This roadmap is complete when:

- [ ] The overview, ledger, agents, and history panes render **real data for both Vijay and Bheem**, filterable by instance; only panes without a real source remain (clearly labeled) seed data.
- [ ] `hermes-ops` is cached, uses robust Uma user-systemd checks, distinguishes unknown vs down, and has unit tests.
- [ ] Bheem has a persistent backup repo + timer, a watchdog, and one completed restore rehearsal — and the dashboard shows **2/2 healthy** with zero standing Bheem warnings.
- [ ] CI is green on the correct path, lint is real, and coverage includes auth/csrf/orchestrator/health/hermes-ops.
- [ ] Hermes routes require auth and remain private-only; redact policies are decided and documented.
- [ ] Dashboard warnings reach the correct Telegram chat per instance.

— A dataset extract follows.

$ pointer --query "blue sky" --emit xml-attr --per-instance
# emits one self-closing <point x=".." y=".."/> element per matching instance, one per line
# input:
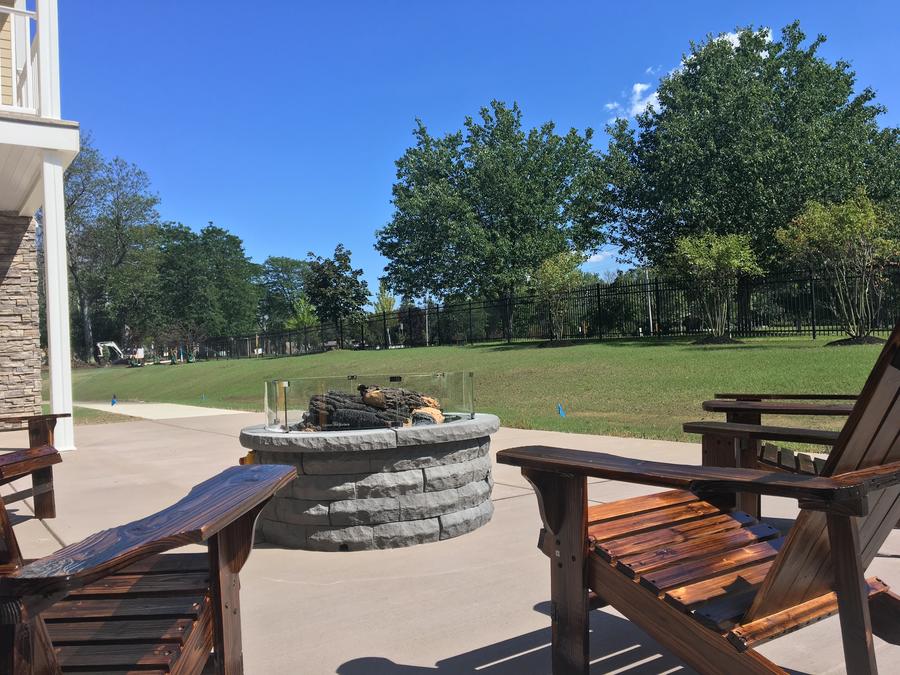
<point x="281" y="120"/>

## Implementation Status Checklist

Update only with evidence (source review, tests, build output, or browser/VM verification).

- [ ] Phase 0 — Guardrails reconfirmed
- [x] Phase 1 — `hermes-ops` hardened + tested
- [x] Phase 2 — Instance dimension + switcher
- [ ] Phase 3 — Real telemetry ingestion + panes converted
- [ ] Phase 4 — Bheem/Uma parity (backup, watchdog, restore drill)
- [x] Phase 5 — App/CI hardening (P0/P1/P2 done; P2 follow-ups in DEPLOYMENT.md mitigation roadmap remain)
- [ ] Phase 6 — UX polish
- [ ] Phase 7 — Security & access
- [ ] Phase 8 — Notifications & Telegram

## Decisions (resolved 2026-05-30)

1. **Task data source — derive from real artifacts now; defer the JSONL pipeline.** Hermes' real unit of work is the *session* (+ cron jobs), and there's no evidence the agent emits a task-level JSONL ledger today. Build the ledger/activity views from what already exists — `hermes sessions` (+ stats), `hermes cron list` (+ last-run), watchdog alerts, and backup git history. Add a JSONL session/event pipeline → SQLite **later and only if** the session/cron view proves insufficient (via a gateway hook that appends records). Do not fabricate a task store.
2. **Reading Bheem state — self-reporting ops exporter per instance.** Each instance runs a tiny read-only exporter (Bheem as a `uma` user-systemd timer, Vijay symmetrically) that writes a **sanitized** JSON snapshot (booleans, counts, timestamps, short HEADs — no secrets) to a known path; the unified backend just reads and aggregates the two files. No cross-user command execution or reaching into `/home/uma/.hermes`. **Interim stopgap** until the exporter ships: replace the brittle `ps`/`existsSync` Uma checks with `runuser -u uma -- systemctl --user is-active/is-enabled`.
3. **Products — repoint at the real service registry; drop the fabricated mock.** The dashboard already has a live service registry (`backend/src/modules/services/`, with health). Back the Products pane with that real data instead of a 50-item fiction; allow optional manual entries later for not-yet-deployed products. Relabel clearly until the mapping lands.
4. **Auth — reuse platform-service JWT, defense-in-depth.** Put the hermes routes behind the same platform-service auth (`backend/src/lib/auth.ts`) the rest of the dashboard uses; keep the network private (Tailscale/loopback) as a second layer. No separate basic-auth gate (that's only the never-used "if forced public" path).
5. **Bheem backup — same repo + Drive, but Uma-owned least-privilege token; Bheem self-pushes.** Keep `umadev0931/uma_hostinger_hermes_vm` and Bheem Drive, but give Bheem its own repo-scoped credential so it backs itself up rather than depending on root's broad credential. Root stops pushing Uma's backup; this also closes the standing GitHub least-privilege audit item.

## Suggested Execution Order

1. Phase 5 P0 (CI path + lint) — unblocks everything.
2. Phase 1 (harden `hermes-ops`) — the foundation the real UI sits on.
3. Phase 2 (instance dimension) + Phase 4 (Bheem parity) in parallel — make "two instances" first-class in both data and ops.
4. Phase 3 (real telemetry, pane by pane).
5. Phase 7 (auth) before any wider access; Phase 8 (Telegram) and Phase 6 (polish) last.

Each item is sized to land as a single PR with incremental commits to `main`.